Say the Tickets sheet holds open rows like these, with an empty priority column:

subjectbodystatuspriority
Cannot log in at allThe whole team is locked out before a client callopen(blank)
Question about invoicesWhere do I download last month’s invoice?open(blank)
Typo on dashboardSmall spelling mistake on the reports pageopen(blank)

After a run, the priority column is filled:

subjectpriority
Cannot log in at allhigh
Question about invoicesnormal
Typo on dashboardlow

The team can now sort the queue by priority and work the high ones first.

Trigger it

Tickets arrive all day, so run the triage on a frequent schedule:

  1. In the Apps Script editor, open Triggers (the clock icon).
  2. Click Add Trigger.
  3. Choose scoreOpenTickets, a Time-driven source, and a Minutes timer — every 15 or 30 minutes keeps the queue close to live.

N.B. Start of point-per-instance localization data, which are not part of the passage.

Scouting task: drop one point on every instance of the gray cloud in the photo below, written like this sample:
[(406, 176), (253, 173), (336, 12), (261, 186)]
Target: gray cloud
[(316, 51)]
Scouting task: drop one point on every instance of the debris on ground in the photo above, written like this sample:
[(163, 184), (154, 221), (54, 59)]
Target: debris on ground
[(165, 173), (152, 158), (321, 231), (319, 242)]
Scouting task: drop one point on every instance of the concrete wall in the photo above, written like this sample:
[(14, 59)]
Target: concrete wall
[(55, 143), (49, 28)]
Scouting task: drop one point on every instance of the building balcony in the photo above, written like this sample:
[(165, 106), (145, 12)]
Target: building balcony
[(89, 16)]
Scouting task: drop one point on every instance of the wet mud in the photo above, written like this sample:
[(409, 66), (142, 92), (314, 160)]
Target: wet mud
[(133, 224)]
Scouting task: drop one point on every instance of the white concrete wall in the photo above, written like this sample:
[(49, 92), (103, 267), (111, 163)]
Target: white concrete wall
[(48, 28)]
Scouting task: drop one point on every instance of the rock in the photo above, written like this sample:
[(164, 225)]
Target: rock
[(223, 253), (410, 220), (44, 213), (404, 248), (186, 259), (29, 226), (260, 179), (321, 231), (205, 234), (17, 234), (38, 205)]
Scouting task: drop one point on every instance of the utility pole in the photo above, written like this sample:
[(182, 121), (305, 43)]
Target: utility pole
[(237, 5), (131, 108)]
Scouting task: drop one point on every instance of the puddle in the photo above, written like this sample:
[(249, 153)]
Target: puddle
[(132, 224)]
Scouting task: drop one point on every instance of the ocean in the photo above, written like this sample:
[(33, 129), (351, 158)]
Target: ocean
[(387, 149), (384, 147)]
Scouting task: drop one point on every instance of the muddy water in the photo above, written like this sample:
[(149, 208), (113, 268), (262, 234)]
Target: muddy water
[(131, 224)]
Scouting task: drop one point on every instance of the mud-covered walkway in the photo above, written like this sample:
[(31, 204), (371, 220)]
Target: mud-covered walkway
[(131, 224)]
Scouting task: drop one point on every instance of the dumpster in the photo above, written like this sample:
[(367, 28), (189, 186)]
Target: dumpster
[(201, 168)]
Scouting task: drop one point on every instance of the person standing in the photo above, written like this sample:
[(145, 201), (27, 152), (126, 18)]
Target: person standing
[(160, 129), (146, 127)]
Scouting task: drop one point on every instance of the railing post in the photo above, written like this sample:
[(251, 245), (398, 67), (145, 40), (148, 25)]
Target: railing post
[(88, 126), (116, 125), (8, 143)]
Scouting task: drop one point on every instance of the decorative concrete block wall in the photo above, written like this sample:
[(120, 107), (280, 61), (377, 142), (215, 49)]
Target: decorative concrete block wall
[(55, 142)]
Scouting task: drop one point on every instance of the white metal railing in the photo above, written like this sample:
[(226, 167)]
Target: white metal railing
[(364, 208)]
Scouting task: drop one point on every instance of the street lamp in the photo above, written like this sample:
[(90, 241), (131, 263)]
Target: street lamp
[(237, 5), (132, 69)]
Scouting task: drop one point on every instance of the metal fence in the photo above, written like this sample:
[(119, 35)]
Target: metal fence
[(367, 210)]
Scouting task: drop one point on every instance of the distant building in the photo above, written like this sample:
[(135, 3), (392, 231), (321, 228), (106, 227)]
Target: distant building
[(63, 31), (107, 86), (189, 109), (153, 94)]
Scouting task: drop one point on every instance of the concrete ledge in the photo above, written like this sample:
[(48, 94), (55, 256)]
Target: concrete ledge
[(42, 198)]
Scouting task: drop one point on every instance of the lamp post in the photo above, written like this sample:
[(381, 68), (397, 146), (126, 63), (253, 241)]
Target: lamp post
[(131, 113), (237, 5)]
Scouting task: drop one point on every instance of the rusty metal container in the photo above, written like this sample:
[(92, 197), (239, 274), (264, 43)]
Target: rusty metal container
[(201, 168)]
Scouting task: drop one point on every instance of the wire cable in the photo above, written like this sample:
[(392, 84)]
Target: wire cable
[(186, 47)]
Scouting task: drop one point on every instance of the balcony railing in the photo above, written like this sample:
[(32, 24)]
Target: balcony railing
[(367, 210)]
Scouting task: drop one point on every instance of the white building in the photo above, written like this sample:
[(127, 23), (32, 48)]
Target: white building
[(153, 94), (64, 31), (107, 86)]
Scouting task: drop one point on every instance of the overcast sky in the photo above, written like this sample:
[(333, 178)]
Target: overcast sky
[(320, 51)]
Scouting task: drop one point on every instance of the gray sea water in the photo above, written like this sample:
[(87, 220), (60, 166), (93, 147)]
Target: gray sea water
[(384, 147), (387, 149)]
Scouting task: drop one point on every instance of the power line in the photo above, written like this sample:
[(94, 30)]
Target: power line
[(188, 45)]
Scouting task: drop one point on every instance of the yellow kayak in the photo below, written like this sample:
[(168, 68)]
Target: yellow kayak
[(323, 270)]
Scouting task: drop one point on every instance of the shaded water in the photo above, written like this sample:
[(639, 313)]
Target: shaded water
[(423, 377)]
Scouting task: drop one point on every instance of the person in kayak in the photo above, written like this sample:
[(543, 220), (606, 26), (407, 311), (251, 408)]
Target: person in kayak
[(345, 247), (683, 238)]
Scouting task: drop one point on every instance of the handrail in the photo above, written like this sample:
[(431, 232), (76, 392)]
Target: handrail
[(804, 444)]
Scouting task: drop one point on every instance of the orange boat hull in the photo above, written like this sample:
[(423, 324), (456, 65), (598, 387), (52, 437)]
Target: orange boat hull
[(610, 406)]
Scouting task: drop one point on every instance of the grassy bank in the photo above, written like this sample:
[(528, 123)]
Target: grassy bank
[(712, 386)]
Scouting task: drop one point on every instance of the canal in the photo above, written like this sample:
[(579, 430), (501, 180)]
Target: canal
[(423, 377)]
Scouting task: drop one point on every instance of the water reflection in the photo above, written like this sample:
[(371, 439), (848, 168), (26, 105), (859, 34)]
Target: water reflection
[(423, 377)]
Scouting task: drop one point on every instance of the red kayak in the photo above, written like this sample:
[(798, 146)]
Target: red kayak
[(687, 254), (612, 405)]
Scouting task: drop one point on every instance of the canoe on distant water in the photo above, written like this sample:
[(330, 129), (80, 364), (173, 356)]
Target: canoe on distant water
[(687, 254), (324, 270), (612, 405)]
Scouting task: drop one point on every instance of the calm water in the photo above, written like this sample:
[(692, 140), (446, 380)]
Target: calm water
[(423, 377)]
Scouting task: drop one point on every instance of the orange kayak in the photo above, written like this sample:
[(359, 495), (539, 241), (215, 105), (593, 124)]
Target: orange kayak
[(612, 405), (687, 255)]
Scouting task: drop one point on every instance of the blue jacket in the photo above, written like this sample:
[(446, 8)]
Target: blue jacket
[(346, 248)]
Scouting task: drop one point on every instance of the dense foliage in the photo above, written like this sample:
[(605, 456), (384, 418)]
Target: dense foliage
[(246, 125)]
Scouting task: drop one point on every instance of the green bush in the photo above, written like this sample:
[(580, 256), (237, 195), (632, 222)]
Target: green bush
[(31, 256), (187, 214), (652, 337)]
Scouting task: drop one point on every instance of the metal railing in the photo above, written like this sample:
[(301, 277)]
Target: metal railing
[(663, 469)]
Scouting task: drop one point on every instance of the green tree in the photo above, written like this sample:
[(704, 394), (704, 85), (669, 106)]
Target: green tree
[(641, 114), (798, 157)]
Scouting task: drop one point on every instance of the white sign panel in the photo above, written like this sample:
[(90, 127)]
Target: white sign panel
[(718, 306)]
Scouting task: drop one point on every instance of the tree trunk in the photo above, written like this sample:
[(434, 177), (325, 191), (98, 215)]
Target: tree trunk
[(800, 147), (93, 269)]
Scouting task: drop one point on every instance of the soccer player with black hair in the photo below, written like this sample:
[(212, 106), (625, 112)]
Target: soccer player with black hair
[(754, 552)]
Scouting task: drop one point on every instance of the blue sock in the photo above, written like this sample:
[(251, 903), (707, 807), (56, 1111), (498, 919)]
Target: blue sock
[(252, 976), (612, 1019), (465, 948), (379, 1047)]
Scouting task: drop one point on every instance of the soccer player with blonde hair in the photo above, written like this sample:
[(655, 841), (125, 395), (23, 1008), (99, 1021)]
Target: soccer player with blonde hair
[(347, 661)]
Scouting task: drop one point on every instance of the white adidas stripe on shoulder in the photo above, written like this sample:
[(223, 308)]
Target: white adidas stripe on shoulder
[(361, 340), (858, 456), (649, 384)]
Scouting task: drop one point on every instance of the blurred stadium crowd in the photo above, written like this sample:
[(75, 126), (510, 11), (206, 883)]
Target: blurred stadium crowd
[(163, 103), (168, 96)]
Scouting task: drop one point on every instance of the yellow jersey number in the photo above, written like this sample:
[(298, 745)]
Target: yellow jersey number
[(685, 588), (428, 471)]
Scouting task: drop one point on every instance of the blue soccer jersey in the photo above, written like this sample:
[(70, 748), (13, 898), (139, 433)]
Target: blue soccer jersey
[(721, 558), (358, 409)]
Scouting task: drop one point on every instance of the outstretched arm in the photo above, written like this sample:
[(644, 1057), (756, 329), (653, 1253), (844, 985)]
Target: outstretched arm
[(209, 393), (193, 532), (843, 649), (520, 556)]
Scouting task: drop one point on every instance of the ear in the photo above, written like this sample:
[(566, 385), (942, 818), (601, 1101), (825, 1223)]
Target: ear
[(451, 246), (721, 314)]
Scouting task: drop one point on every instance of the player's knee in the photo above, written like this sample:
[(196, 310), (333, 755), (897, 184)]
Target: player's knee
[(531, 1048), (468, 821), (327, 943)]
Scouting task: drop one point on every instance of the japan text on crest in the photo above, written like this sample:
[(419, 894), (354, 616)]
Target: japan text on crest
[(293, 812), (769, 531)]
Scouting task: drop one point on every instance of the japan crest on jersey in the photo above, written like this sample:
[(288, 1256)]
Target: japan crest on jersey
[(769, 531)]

Because the script only scores rows with a blank priority, each run spends API calls on new tickets only.

Watch out for

  • The label is a prediction, not a rule. Claude reads tone and content, but it cannot know that one customer is a key account. Let the team override the label by hand when they know better.
  • Re-scoring needs a blank cell. Once a ticket has a priority it is skipped forever — clear the cell if a ticket’s situation changes and you want a fresh score.
  • setValues rewrites the whole grid. If someone edits the sheet while the script runs, their change can be overwritten. Run it on a schedule rather than while people are working in the sheet, or read and write a narrower range.
  • Constrain the output. The prompt asks for only high, normal or low, and toLowerCase normalises the case — but if Claude ever adds a stray word, validate the label against the allowed set before trusting it.
  • One ticket per call. For a large backlog this is slow and can approach the script runtime limit — batch several tickets into one prompt and ask for a JSON array of labels.